La découverte d’un nouveau narcotunnel à Ceuta relance les inquiétudes autour des réseaux de trafic opérant dans le détroit de Gibraltar. Madrid s’apprête désormais à solliciter officiellement la coopération de Rabat afin de déterminer si la galerie s’étend jusqu’au territoire marocain.
Le ministère espagnol de l’Intérieur s’apprête à demander officiellement la coopération des autorités marocaines afin de déterminer l’ampleur réelle du narcotunnel découvert ce week-end dans la zone industrielle du Tarajal, à Ceuta, à quelques mètres seulement du périmètre frontalier avec le Maroc. Selon les premiers éléments de l’enquête, la galerie pourrait se prolonger sous le territoire marocain, ce qui impose une coordination sécuritaire bilatérale pour en cartographier le tracé complet.
La structure, mise au jour samedi après-midi par les agents de l’unité antidrogue et de lutte contre le crime organisé de la Police nationale espagnole, s’inscrit dans une vaste opération déclenchée le 28 mars et menée simultanément à Ceuta, en Andalousie et en Galice. Plus de 250 agents ont été mobilisés dans ce dispositif, qui a déjà conduit à plusieurs dizaines d’arrestations, dont au moins vingt dans la ville autonome.
L’importance de cette découverte tient autant à sa dimension technique qu’à sa portée stratégique. Il s’agit du deuxième narcotunnel localisé dans le même secteur en un peu plus d’un an, ce qui confirme l’existence d’une infrastructure souterraine de plus en plus sophistiquée au service des réseaux de trafic de haschich entre le nord du Maroc et l’Espagne.
À la différence du tunnel découvert en février 2025 dans le cadre de l’opération Hades, la nouvelle galerie se distingue par un niveau de complexité nettement supérieur. Les autorités espagnoles la décrivent comme une infrastructure « labyrinthique », organisée sur trois niveaux de profondeur et dotée d’un véritable système logistique mécanisé : rails, wagonnets et monte-charge automatique permettant le transport de grandes quantités de stupéfiants tout en réduisant au minimum la présence humaine à l’intérieur.
Cette sophistication témoigne d’un saut qualitatif dans les méthodes employées par les organisations criminelles opérant dans le détroit de Gibraltar. Les enquêteurs estiment que le réseau démantelé assurait des acheminements constants de haschich vers plusieurs régions d’Espagne ainsi que vers la France, en s’appuyant sur une logistique discrète et hautement structurée. Lors des perquisitions, les forces de l’ordre ont saisi 1,5 million d’euros en liquide ainsi que 66 équipements de communication de haute technologie.
Sur le plan judiciaire, les premiers développements confirment la gravité du dossier. Sur les vingt personnes interpellées à Ceuta, quatorze ont été placées en détention provisoire. Quatre autres suspects arrêtés à Pontevedra, dont un armateur connu dans le secteur maritime, ont également été incarcérés. Un élément particulièrement sensible renforce la portée institutionnelle de l’affaire : parmi les personnes arrêtées figure un ancien agent de la Guardia Civil, soupçonné d’avoir été impliqué dans le dispositif criminel.
Le recours à la coopération marocaine constitue désormais une étape déterminante. Les enquêteurs espagnols ne peuvent accéder à un éventuel prolongement de la galerie sous le sol marocain sans autorisation formelle ni coordination avec les services de sécurité du Royaume. L’objectif est double : confirmer l’existence d’une sortie active côté marocain et identifier les membres du réseau opérant depuis cette zone.

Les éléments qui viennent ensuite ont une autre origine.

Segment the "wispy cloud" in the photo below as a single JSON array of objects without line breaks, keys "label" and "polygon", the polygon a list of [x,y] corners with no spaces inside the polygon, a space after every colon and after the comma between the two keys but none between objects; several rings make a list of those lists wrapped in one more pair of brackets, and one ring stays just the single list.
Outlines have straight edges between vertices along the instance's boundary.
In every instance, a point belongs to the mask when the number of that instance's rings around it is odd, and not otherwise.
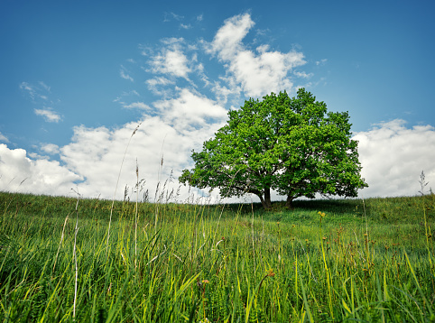
[{"label": "wispy cloud", "polygon": [[[19,87],[23,93],[31,98],[34,105],[41,106],[41,108],[33,109],[36,115],[42,115],[46,122],[51,123],[58,123],[61,120],[59,113],[51,107],[56,103],[60,102],[60,100],[54,102],[51,99],[51,88],[50,86],[43,81],[39,81],[37,85],[22,82]],[[51,105],[51,106],[46,107],[47,105]]]},{"label": "wispy cloud", "polygon": [[172,19],[180,22],[180,20],[184,19],[184,16],[174,14],[174,13],[164,13],[164,14],[163,14],[163,22],[164,23],[171,22]]},{"label": "wispy cloud", "polygon": [[121,76],[121,78],[123,78],[124,79],[128,79],[132,82],[134,82],[134,79],[128,73],[129,72],[127,69],[125,69],[123,65],[121,65],[121,69],[119,70],[119,75]]},{"label": "wispy cloud", "polygon": [[41,150],[49,154],[59,153],[59,146],[54,143],[42,143],[41,145]]},{"label": "wispy cloud", "polygon": [[316,61],[316,65],[318,65],[318,66],[319,66],[319,65],[325,65],[327,61],[328,61],[327,59],[323,59],[323,60],[317,60],[317,61]]},{"label": "wispy cloud", "polygon": [[61,119],[60,115],[59,115],[55,111],[52,111],[51,108],[34,109],[33,111],[36,115],[43,116],[47,122],[58,123]]},{"label": "wispy cloud", "polygon": [[257,47],[257,52],[248,50],[242,41],[254,25],[249,14],[227,19],[213,42],[206,44],[208,52],[217,55],[227,66],[228,76],[234,78],[249,97],[258,97],[283,89],[290,91],[293,82],[289,73],[306,63],[303,53],[271,51],[267,45]]},{"label": "wispy cloud", "polygon": [[9,143],[9,139],[7,139],[7,137],[5,134],[0,133],[0,142]]},{"label": "wispy cloud", "polygon": [[180,28],[181,28],[181,29],[186,29],[186,30],[187,30],[187,29],[191,29],[191,28],[192,28],[192,26],[191,26],[191,24],[190,24],[190,23],[188,23],[188,24],[185,24],[185,23],[180,23]]},{"label": "wispy cloud", "polygon": [[129,105],[123,106],[126,109],[143,109],[143,110],[151,110],[151,107],[148,105],[145,105],[143,102],[134,102]]},{"label": "wispy cloud", "polygon": [[182,38],[170,38],[162,41],[165,47],[149,61],[151,70],[156,74],[169,74],[189,79],[191,71],[190,60],[183,51]]}]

Au-delà du seul fait divers, cette affaire met en lumière l’évolution des routes du narcotrafic dans l’espace du détroit, où les organisations criminelles semblent avoir consolidé l’usage des infrastructures souterraines comme méthode privilégiée d’introduction de stupéfiants en Europe.
Le caractère répétitif de ces découvertes dans le même secteur interroge également sur la capacité d’adaptation des réseaux et sur la nécessité d’un renforcement de la coopération sécuritaire entre Madrid et Rabat, à un moment où les enjeux transfrontaliers, migratoires et criminels demeurent étroitement imbriqués.